The Court of Final Appeal's rejection of the government's appeals concluded several years of legal disputes concerning the differential treatment of overseas-married same-sex couples under Hong Kong's Housing Authority policies and two inheritance laws.
The unanimous rulings are anticipated to significantly influence the lives of same-sex couples, who have historically been granted fewer rights than their heterosexual counterparts in the global financial center.
In his judgement, Chief Justice Andrew Cheung said exclusionary housing policies were argued to be beneficial to opposite-sex married couples because they increase the supply of subsidized housing for them and thereby support the institution of traditional families.
But Cheung said authorities failed to provide evidence showing the potential impact on opposite-sex couples if those policies were relaxed.

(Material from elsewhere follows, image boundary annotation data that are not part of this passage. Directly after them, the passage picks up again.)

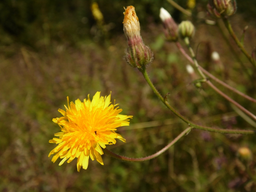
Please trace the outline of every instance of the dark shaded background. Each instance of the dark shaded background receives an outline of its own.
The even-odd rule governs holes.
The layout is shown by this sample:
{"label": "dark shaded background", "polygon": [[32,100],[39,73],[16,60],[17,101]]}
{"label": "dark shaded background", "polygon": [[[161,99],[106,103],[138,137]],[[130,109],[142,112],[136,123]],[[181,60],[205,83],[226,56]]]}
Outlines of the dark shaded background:
{"label": "dark shaded background", "polygon": [[[0,2],[0,190],[16,191],[253,191],[255,183],[254,136],[222,135],[193,131],[168,151],[145,162],[123,162],[105,155],[104,165],[89,161],[77,172],[75,160],[60,167],[48,157],[55,146],[48,143],[59,128],[51,121],[60,116],[66,97],[74,101],[112,93],[133,115],[131,126],[119,133],[126,139],[108,148],[127,156],[144,157],[162,148],[187,125],[168,110],[137,70],[123,59],[123,7],[135,7],[142,36],[154,53],[148,71],[157,89],[182,114],[199,124],[224,129],[255,129],[239,116],[229,103],[205,85],[196,88],[187,72],[187,62],[175,45],[165,42],[159,18],[163,7],[177,22],[188,19],[164,1],[99,1],[104,27],[97,25],[90,7],[81,0],[2,0]],[[176,2],[186,8],[186,1]],[[245,46],[256,45],[255,1],[238,1],[231,18],[240,38],[249,26]],[[205,13],[206,1],[197,1],[193,15]],[[207,17],[208,16],[206,16]],[[208,19],[211,19],[209,17]],[[231,44],[248,69],[239,62],[216,26],[194,17],[192,41],[199,64],[233,87],[255,98],[255,74],[232,40]],[[103,28],[102,27],[103,27]],[[224,30],[228,35],[227,31]],[[200,46],[198,45],[200,44]],[[224,68],[210,59],[219,54]],[[255,104],[218,85],[253,113]],[[140,123],[148,122],[147,125]],[[237,152],[247,146],[249,162]]]}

“The challenged policies cannot be justified,” he wrote.
On the inheritance laws, judges Roberto Ribeiro and Joseph Fok ruled that the disputed provisions are “discriminatory and unconstitutional" in their written judgement.
Hong Kong does not recognize same-sex marriage, prompting some couples to marry elsewhere.
Currently, the city only recognizes same-sex marriage for certain purposes such as taxation, civil service benefits and dependent visas. Numerous concessions from the government have been achieved via legal challenges, and there has been an increasing societal acceptance of same-sex marriage in the city.
In September 2023, the top court ruled that the government should provide a framework for recognizing same-sex partnerships. This ruling, along with other successful legal challenges brought by members of the LGBTQ community, made Hong Kong the only place in China to grant such recognition for same-sex couples.
Separate rulings in 2020 and 2021 by a lower court determined that the housing policies at issue in Tuesday's cases breached the constitutional right to equality, and that the exclusion of same-sex spouses from inheritance law benefits amounted to illegal discrimination.
The government had challenged these decisions at the Court of Appeal but subsequently lost in October 2023. It then took the cases to the top court.
Nick Infinger, who first launched a judicial review against the Housing Authority in 2018, told reporters that Tuesday's rulings “acknowledged same-sex couples can love each other and deserve to live together."
“This is not only fighting for me and for my partner, but this is fighting for all the same-sex couples in Hong Kong,” he said outside the court building.
But he added he was still “a bit pessimistic” about whether Hong Kong could become like Taiwan and Thailand in legalizing same-sex marriage.